Essentially it was about a growing trend of closing streets for a few hours a week to allow children to play. Some, like me, will be old enough to remember the days of football and cricket in the street, playing with and against children of all ages. It was tough, but a great learning curve — it quite literally taught you the street skills needed to survive at higher levels.

Coincidentally, I was in ‘backatown’ the other day picking up my car from the garage and had to wait for a bunch of children playing football to score before I could move on again. They had facing driveways as goals and the length of the pitch was the width of the road — and they were having great fun.

So the article made me think whether this initiative could work in Bermuda. I guess I thought for about three seconds before the answer was a pretty obvious ‘yes’.

The Corporations of Hamilton and St George’s could manage their streets and the timing, responsibility could be mandated to the parish councils for running the scheme in their areas.

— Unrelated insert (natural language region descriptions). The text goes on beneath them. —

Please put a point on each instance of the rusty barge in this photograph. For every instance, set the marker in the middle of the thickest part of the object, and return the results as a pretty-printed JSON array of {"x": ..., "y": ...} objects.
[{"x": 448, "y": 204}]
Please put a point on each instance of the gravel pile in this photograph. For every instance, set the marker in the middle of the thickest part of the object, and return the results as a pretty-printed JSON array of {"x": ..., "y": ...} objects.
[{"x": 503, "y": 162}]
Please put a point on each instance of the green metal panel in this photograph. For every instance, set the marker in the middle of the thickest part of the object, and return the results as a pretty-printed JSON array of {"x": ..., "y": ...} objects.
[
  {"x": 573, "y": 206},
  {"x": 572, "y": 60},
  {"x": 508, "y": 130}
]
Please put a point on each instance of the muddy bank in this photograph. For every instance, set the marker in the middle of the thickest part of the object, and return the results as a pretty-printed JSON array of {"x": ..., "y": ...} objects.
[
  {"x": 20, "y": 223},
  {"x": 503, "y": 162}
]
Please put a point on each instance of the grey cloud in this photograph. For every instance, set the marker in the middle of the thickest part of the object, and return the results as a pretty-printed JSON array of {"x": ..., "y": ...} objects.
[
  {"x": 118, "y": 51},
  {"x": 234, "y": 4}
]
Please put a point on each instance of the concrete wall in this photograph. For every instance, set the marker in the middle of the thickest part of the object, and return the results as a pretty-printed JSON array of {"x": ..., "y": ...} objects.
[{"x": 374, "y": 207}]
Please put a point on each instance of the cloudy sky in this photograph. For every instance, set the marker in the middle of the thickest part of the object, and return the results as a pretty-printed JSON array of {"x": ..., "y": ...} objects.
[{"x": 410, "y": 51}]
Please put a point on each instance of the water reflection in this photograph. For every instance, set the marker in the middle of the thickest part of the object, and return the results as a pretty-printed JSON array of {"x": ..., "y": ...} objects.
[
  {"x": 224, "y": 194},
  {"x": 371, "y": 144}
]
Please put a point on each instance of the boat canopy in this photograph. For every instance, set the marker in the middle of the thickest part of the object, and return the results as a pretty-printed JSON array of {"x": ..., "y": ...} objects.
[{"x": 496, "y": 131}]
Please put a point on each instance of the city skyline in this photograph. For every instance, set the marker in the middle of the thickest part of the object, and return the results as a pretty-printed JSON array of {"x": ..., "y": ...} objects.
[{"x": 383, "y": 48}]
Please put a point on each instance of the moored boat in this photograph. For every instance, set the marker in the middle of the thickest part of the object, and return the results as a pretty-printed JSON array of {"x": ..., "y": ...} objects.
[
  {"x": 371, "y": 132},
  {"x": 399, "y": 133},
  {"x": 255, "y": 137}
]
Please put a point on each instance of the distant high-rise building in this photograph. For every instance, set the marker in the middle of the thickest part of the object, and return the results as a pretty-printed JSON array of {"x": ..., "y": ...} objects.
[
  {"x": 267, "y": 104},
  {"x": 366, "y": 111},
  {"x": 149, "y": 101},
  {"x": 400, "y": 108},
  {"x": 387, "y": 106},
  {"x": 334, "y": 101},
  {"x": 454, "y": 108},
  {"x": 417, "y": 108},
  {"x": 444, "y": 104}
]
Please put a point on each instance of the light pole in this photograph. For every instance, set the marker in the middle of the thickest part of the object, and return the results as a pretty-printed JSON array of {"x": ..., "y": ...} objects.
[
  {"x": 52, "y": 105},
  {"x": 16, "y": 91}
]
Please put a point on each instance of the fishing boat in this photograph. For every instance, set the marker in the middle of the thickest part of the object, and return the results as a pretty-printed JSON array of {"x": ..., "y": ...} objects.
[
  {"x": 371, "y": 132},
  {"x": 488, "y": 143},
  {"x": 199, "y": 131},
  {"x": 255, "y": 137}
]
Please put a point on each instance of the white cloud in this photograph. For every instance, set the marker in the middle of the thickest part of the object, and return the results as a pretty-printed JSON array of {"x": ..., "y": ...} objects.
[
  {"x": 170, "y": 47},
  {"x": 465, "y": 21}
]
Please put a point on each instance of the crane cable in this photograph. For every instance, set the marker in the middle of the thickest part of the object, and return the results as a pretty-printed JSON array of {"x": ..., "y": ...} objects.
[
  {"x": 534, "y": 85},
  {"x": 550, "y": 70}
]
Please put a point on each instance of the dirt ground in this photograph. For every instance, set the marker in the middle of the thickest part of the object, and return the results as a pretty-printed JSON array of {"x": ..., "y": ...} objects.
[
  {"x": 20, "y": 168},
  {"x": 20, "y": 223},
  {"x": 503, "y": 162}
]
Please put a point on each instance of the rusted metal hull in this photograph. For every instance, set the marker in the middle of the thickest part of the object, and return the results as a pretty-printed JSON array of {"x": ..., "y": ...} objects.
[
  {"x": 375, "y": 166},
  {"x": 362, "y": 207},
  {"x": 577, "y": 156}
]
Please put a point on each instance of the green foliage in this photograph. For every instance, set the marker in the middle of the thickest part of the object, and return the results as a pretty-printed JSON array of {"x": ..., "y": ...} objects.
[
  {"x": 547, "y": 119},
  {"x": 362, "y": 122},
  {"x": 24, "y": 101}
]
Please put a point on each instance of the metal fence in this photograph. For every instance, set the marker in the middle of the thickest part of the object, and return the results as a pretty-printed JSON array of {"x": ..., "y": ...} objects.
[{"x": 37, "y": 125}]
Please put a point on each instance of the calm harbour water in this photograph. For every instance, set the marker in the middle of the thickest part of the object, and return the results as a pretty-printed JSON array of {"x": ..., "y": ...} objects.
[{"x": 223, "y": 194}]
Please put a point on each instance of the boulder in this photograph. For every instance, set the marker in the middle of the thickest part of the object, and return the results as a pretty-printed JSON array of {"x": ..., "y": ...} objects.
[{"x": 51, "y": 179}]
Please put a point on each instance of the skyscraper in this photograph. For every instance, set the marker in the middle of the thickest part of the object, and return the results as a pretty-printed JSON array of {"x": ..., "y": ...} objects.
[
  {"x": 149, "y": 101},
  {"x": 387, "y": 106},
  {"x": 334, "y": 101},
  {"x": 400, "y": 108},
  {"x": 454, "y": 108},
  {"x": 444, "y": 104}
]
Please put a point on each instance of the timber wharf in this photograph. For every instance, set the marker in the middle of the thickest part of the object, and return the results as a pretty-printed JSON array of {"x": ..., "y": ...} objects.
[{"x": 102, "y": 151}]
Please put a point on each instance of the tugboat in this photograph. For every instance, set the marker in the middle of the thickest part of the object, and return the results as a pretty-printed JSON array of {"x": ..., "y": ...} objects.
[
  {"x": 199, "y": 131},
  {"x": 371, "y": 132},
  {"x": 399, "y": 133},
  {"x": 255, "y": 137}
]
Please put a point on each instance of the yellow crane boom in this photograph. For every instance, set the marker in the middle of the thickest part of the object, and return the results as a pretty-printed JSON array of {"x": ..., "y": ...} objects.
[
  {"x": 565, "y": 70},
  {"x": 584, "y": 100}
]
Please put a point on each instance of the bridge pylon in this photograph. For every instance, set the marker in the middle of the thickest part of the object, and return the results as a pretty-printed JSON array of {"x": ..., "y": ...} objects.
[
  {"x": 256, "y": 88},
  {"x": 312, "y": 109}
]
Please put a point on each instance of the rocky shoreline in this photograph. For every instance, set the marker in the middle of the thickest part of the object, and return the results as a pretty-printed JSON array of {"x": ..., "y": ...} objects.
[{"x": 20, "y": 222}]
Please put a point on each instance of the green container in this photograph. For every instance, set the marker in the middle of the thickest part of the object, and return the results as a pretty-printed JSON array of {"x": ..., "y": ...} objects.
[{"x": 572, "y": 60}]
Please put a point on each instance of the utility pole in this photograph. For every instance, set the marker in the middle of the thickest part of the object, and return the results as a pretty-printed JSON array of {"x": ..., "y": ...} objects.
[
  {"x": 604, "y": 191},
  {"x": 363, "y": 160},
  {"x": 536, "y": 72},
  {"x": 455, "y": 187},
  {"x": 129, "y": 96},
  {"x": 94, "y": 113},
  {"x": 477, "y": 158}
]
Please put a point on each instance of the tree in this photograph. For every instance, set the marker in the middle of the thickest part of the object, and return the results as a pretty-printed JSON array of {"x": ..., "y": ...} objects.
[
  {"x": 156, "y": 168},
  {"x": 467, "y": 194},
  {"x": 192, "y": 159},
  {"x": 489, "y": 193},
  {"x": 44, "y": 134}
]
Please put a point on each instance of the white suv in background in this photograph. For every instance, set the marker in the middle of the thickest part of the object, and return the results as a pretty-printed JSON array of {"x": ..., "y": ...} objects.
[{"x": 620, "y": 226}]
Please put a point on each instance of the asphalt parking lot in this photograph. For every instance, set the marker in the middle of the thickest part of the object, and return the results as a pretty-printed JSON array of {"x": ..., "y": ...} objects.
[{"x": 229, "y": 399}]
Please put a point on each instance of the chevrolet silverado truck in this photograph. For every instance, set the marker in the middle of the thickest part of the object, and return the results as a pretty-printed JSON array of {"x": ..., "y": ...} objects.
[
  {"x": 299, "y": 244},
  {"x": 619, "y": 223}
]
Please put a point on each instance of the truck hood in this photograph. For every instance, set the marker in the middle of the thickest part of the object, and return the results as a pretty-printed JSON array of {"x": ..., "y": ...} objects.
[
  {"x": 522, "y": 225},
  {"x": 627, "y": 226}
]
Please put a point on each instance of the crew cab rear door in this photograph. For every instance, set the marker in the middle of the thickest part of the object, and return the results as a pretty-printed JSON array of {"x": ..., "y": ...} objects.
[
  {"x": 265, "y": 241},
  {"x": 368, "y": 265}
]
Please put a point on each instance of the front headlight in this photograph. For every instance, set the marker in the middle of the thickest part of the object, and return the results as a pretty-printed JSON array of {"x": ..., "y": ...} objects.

It would only be a matter of hours during the week, so it would not inconvenience people (and if anyone objected, shame on them.)

The Telegraph quoted Naomi Fuller, from a group called Playing Out, a not- for-profit company helping residents set up play streets, as saying: “The streets just came alive with scooting and cycling and hopscotch and chalk.”

Wouldn’t it be nice to see large numbers of children playing cricket in the summer evenings, using any old thing as stumps placed in the middle of the (safe) road? It would create a strong sense of community, bringing fathers out to coach the kids, giving the kids a chance to do something fun. Or am I just being an old romantic?

To read the piece in The Telegraph, got to : www.telegraph.co.uk and type in ‘Streets-are-alive-with-the-sound-of-children-playing’. 

Feedback rolled in after bike column

Plenty of feedback to my column last week about the state of the island’s roads as seen from the perspective of a newbie cyclist.

One reader wrote: “Your article is spot on, honestly I thought I was the only one who felt the bumps.

“I drive what some may call a luxury car (Honda CRV) and trust me I can feel every bump (so annoying). My husband and kids have a good laugh at me because I’m always complaining about the state of our roads. With hope and prayer something will be done soon. Thank you again for sharing.”

And another reader emailed this:

“Hello, Jeremy, I enjoyed your article in the Sun re bicycling. I found that other traffic was pretty considerate the first time I rode from Hungry Bay to Collectors Hill as everything that went past me was on the other side of the mid-line completely, but on the way back I took it as a compliment that some at least were prepared to recognise my decreased wobbliness by sharing my side of the road. After 55 years of not riding bicycles on public roads — my bike having been stolen in Oxford — except for a brief spell which ceased after I rode to work one day and my receptionist handed me a bar of soap after my sweaty arrival at the office, saying ‘I think you will be needing this’!

“You didn’t mention being ‘doored’. They lose a few in Toronto from this every year. How can one avoid it? Perhaps we must just be a bit selfish and stick to the middle of your side of the road, especially in town when passing parked cars, and let passing vehicles wait their moment for a gap in the oncoming traffic. Most will.”